I want to inductively proof that the denominator of the general solutions of an $n \times n $ system are given by the Leibnitz formula for the determinant \begin{align*} \sum_{\sigma \in S_{n}}^{} \text{sgn}\left(\sigma\right) \prod_{i = 1}^{n} a_{i, \sigma(i)} .\end{align*}
For the induction step, suppose our matrix $\mathbf{A}\in \mathbb{R}^{n+1, n+1} $ is given by $( \mathbf{A})_{i, j} = a_{i, j}$. My idea is now to eliminate the first column of the matrix (normal gaussian elimination) and consider the $(n\times n)$ submatrix $(\mathbf{A})_{1:, 1:} = \widetilde{\mathbf{A}}$ with \begin{align*} (\widetilde{\mathbf{A}})_{i, j} = \frac{a_{i+1, j+1}\cdot a_{1, 1}- a_{1, j+1}\cdot a_{i+1, 1}}{a_{1, 1}} .\end{align*} To this matrix we can apply the formula we assume to be true, so what I want to show is \begin{align*} a_{1, 1}\sum_{\sigma \in S_{n}}^{} \text{sgn}\left(\sigma\right) \prod_{i = 1}^{n} (\widetilde{\mathbf{A}})_{i, \sigma(i)} = \sum_{\sigma \in S_{n+1}}^{} \text{sgn}\left(\sigma\right) \prod_{i = 1}^{n+1} a_{i, \sigma(i)} .\end{align*} (The additional factor $a_{1, 1}$ comes from the fact that for getting the denominator of the general solution we have to bring it to the other site and there it will cancel out, but this we don't consider when applying the formula directly to the submatrix).

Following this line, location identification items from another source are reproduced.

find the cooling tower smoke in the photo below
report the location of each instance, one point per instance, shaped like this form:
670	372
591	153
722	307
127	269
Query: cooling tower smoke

However, I didn't come very far in my proof \begin{align*} a_{1, 1}\sum_{\sigma \in S_{n}}^{} \text{sgn}\left(\sigma\right) \prod_{i = 1}^{n} (\widetilde{\mathbf{A}})_{i, \sigma(i)} &= a_{1, 1}\sum_{\sigma \in P_{n+1}}^{} \text{sgn}\left(\sigma\right) \prod_{i = 1}^{n} \left( \frac{a_{i+1, \sigma(i+1)}\cdot a_{1, 1}- a_{1, \sigma(i+1)}\cdot a_{i+1, 1}}{a_{1, 1}} \right) \\[5pt] &= a_{1, 1}\sum_{\sigma \in P_{n+1}}^{} \text{sgn}\left(\sigma\right) \prod_{i = 2}^{n+1} \left( \frac{a_{i, \sigma(i)}\cdot a_{1, 1}- a_{1, \sigma(i)}\cdot a_{i, 1}}{a_{1, 1}} \right) \\[5pt] &= \sum_{\sigma \in P_{n+1}}^{} \frac{\text{sgn}\left(\sigma\right)}{(a_{1, 1})^{n-1}} \prod_{i = 2}^{n+1} \left( {a_{i, \sigma(i)}\cdot a_{1, 1}- a_{1, \sigma(i)}\cdot a_{i, 1}} \right) \end{align*} Could someone help me with the proof?
Edit: $P_{n+1}$ denotes the permutations of the elements $\{2, 3, \ldots, n+1\}$. Also, in the comments the Neville algorithm got mentioned, but I don't see the connection yet.